Título: Entrevista não é propaganda
Autor: Farah, Tatiana; Brígido, Carolina
Fonte: O Globo, 18/06/2008, O País, p. 3

Para Saulo Ramos, decisão é totalmente equivocada e fruto de ignorância

SÃO PAULO. "Desde quando entrevista em jornal é propaganda eleitoral?". A pergunta é do ex-ministro da Justiça Saulo Ramos. O jurista de 78 anos, autor de "Código da vida", protestou ontem contra a decisão do juiz eleitoral de São Paulo:

- É uma rapaziada (juízes eleitorais) que não estuda bem o Direito. Entrevista em jornal não é propaganda eleitoral nem antes nem depois da lei (eleitoral). A liberdade de expressão do jornal é total. Porque a liberdade de expressão garantida na Constituição não tem essa limitação de lei de propaganda. Propaganda é outra coisa. Propaganda é quando o cigarro faz. Uma entrevista para saber as idéias de uma pessoa, embora ela seja política, ou no futuro seja candidata, não significa propaganda eleitoral.

Jurista acredita que TRE reformará sentenças

Para Saulo Ramos, as representações do Ministério Público Eleitoral de São Paulo e as sentenças do juiz da 1ª Zona Eleitoral não são apenas uma ameaça à liberdade de imprensa:

- É um equívoco mesmo. É falta de estudo. Eles assistem a muita televisão e lêem poucos livros. É uma questão de senso comum. Até os leigos sabem disso. Entrevista não se confunde com propaganda. Pode difundir o candidato, mas não é propaganda - disse ele.

O ex-ministro crê que as sentenças serão reformadas no Tribunal Regional Eleitoral (TRE):

- Não há dúvida disso.

Saulo Ramos deixa ainda um conselho aos jornalistas:

- Não tem nada (de censura). Usem a liberdade como quiserem, respeitando, é claro, o direito à honra e à privacidade. A liberdade de imprensa não deve se intimidar. Ela está muito bem assegurada na Constituição.

A decisão da Justiça Eleitoral também foi criticada pelo diretor-executivo da Transparência Brasil, Claudio Weber Abramo, para quem o juiz auxiliar da 1ª Zona Eleitoral de São Paulo, Francisco Carlos I. Shintate, teve uma interpretação "bastante estrita" da lei, assim como o Ministério Público Eleitoral, que apresentou as denúncias contra a "Folha de S.Paulo" e a "Veja São Paulo".

- Não é crível que o jornal e a revista tenham tido a intenção de favorecer alguém.
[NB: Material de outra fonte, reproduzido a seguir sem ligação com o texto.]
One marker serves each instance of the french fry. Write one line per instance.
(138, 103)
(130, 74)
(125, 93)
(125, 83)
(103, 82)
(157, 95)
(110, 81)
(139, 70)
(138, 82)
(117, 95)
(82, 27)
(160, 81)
Tudo isso me parece uma coisa completamente descabida. É um mecanismo para dificultar o acesso das pessoas a informações sobre os pré-candidatos - disse ele.

Claudio Abramo analisou pontos diferentes da sentença do juiz Shintate, que afirma que a entrevista foi extemporânea (fora de época) e, ao mesmo tempo, não teria tratado os candidatos com igualdade.

"É necessário ter bom senso, ou, pelo menos, senso mínimo"

Nas duas situações, o juiz diz que a entrevista é uma "típica propaganda direta (ausente apenas a indicação do número da candidata), explícita e extemporânea, dirigida a todos os eleitores".

- Se era para saber se os pré-candidatos seriam tratados igualmente, seria o caso de a Justiça esperar um pouco para ver se os demais candidatos seriam entrevistados ou não. Mas o problema é que a entrevista está sendo tratada como propaganda. É necessário ter bom senso, ou, pelo menos, senso mínimo - disse Abramo.

Ele apontou diferenças no comportamento da Justiça Eleitoral:

- Essa medida contra a imprensa vem ao mesmo tempo em que o Tribunal Superior Eleitoral não deu provimento ao que pediu o TRE da Paraíba de impedir candidatos que sejam meliantes de participar das eleições.